Can Transformers Learn $n$-gram Language Models?
Anej Svete, Nadav Borenstein, Mike Zhou, Isabelle Augenstein, Ryan Cotterell
TL;DR
This work studies transformers’ ability to learn random n-gram LMs of two kinds: ones with arbitrary next-symbol probabilities and ones where those are defined with shared parameters, and finds that classic estimation techniques for n-gram LMs such as add-\lambda smoothing outperform transformers on the former, while transformers perform better on the latter.
Abstract
Much theoretical work has described the ability of transformers to represent formal languages.
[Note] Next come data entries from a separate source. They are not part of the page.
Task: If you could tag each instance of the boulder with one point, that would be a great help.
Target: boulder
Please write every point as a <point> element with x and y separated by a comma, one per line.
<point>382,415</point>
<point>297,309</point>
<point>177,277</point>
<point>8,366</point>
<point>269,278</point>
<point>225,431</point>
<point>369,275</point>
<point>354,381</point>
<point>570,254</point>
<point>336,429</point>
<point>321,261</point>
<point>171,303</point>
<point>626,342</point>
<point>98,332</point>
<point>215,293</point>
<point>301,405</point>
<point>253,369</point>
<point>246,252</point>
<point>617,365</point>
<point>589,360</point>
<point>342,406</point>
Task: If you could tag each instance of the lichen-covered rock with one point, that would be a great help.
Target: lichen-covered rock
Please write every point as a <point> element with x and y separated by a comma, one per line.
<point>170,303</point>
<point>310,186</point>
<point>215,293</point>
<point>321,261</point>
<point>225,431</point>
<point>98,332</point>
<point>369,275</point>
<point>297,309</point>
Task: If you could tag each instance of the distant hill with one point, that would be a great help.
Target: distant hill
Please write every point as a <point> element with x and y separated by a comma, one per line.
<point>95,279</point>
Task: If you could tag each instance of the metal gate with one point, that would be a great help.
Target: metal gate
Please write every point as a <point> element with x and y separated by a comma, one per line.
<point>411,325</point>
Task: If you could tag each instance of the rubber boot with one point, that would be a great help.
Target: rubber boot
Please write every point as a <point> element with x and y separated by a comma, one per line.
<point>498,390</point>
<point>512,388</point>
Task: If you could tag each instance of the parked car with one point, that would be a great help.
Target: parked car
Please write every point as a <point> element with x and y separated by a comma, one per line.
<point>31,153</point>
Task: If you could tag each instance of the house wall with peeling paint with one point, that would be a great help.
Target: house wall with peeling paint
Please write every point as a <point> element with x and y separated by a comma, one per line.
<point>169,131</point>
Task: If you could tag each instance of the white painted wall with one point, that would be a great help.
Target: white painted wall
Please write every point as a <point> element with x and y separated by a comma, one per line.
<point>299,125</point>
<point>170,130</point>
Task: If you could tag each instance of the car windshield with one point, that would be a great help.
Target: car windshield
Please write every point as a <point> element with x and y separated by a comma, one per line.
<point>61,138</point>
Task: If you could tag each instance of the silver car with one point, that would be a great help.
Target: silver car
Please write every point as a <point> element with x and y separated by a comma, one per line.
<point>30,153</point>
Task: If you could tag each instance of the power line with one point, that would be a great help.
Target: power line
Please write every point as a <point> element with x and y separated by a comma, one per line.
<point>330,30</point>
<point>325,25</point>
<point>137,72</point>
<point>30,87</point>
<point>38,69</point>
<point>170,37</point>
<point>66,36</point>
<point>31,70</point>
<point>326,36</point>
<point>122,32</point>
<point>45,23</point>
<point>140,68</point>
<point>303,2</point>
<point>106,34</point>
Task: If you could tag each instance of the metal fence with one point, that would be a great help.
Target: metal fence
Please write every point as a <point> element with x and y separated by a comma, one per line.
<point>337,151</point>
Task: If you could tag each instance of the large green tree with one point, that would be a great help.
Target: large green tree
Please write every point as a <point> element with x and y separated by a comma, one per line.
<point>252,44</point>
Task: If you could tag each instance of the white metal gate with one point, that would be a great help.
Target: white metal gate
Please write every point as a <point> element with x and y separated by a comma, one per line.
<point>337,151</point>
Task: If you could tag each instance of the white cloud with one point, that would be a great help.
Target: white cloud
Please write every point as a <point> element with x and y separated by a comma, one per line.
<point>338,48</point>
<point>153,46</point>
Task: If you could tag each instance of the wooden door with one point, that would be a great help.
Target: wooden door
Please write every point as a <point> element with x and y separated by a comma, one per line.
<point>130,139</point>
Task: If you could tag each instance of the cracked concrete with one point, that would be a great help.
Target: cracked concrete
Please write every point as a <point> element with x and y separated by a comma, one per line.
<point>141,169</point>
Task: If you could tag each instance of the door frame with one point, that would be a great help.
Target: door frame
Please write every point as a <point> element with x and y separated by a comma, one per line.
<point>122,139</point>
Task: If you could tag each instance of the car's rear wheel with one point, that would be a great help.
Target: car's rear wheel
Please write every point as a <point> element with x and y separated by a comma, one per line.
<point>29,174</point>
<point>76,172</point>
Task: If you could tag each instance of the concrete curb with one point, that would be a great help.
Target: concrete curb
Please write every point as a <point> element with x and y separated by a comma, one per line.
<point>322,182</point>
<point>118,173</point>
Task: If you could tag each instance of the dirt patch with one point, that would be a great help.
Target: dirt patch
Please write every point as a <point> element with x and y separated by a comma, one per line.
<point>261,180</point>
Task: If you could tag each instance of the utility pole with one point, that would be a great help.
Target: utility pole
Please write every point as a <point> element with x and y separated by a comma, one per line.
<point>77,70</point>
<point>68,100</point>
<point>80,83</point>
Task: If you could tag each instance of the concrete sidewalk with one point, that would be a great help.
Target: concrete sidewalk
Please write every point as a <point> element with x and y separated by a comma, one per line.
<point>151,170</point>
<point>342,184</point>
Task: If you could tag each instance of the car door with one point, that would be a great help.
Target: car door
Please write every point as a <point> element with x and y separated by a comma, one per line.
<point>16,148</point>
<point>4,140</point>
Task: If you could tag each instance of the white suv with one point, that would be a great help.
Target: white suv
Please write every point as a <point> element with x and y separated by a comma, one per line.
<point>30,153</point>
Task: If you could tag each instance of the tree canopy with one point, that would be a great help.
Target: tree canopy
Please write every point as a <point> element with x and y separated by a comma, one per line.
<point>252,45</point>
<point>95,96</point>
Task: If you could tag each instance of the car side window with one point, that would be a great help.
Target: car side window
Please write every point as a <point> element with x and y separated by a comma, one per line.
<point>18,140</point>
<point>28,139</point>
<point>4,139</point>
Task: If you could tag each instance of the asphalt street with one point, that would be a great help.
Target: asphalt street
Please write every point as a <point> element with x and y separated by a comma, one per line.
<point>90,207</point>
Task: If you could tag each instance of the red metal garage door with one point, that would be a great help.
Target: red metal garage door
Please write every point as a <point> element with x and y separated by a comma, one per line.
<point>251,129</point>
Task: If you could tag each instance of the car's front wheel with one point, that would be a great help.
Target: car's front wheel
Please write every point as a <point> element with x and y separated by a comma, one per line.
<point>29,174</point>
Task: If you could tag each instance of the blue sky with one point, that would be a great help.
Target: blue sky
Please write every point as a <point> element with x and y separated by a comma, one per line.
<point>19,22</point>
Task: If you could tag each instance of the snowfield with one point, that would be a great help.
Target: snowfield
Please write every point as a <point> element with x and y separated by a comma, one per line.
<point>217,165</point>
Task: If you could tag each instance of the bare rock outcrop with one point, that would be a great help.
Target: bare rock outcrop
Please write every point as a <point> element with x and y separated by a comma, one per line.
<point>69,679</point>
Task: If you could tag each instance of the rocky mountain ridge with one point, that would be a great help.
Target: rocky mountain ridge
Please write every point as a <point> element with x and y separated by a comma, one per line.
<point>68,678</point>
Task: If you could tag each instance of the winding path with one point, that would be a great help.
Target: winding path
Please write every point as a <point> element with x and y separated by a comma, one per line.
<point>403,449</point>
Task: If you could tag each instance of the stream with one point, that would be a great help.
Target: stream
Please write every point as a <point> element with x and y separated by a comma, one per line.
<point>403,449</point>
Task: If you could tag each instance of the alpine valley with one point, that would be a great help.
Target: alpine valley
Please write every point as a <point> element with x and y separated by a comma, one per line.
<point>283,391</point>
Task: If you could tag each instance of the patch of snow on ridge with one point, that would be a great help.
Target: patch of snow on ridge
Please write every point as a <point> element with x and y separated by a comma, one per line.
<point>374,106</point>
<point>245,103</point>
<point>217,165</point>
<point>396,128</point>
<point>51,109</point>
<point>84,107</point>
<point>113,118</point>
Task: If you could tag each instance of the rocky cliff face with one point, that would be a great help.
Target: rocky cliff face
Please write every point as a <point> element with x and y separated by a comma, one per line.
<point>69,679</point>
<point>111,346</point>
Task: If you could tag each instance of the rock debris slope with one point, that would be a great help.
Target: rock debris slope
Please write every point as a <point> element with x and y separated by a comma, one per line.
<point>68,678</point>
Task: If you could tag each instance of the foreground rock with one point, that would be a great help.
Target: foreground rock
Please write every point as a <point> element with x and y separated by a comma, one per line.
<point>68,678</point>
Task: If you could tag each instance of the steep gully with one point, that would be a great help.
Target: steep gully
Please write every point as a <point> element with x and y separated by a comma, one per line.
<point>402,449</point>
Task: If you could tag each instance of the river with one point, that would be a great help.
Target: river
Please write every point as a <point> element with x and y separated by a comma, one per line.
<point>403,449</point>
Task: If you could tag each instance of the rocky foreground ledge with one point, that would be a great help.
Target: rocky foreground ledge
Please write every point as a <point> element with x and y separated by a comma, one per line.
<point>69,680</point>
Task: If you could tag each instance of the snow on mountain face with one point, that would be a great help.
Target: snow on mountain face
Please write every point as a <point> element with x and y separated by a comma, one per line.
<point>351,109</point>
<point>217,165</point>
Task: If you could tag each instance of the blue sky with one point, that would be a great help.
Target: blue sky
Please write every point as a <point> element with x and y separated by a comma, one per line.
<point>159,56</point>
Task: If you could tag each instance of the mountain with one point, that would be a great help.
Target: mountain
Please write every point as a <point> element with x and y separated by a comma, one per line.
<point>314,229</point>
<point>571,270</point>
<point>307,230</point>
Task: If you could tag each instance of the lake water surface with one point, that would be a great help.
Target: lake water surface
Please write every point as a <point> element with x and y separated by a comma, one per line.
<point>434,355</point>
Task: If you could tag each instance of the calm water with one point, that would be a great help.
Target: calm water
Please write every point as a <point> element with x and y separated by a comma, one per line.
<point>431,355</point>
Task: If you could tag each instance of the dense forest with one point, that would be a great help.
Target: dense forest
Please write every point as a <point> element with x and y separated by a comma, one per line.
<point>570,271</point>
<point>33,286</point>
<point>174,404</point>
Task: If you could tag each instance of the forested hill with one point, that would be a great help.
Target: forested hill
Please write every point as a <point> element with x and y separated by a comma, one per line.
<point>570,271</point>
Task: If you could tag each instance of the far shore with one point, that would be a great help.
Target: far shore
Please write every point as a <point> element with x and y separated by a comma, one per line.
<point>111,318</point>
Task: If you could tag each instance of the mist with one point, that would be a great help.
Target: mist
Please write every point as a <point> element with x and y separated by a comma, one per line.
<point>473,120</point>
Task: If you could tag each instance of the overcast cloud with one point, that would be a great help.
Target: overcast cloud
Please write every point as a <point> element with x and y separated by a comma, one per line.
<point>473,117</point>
However, linking theoretical results to empirical performance is not straightforward due to the complex interplay between the architecture, the learning algorithm, and training data. To test whether theoretical lower bounds imply \emph{learnability} of formal languages, we turn to recent work relating transformers to $n$-gram language models (LMs). We study transformers' ability to learn random $n$-gram LMs of two kinds: ones with arbitrary next-symbol probabilities and ones where those are defined with shared parameters. We find that classic estimation techniques for $n$-gram LMs such as add-$λ$ smoothing outperform transformers on the former, while transformers perform better on the latter, outperforming methods specifically designed to learn $n$-gram LMs.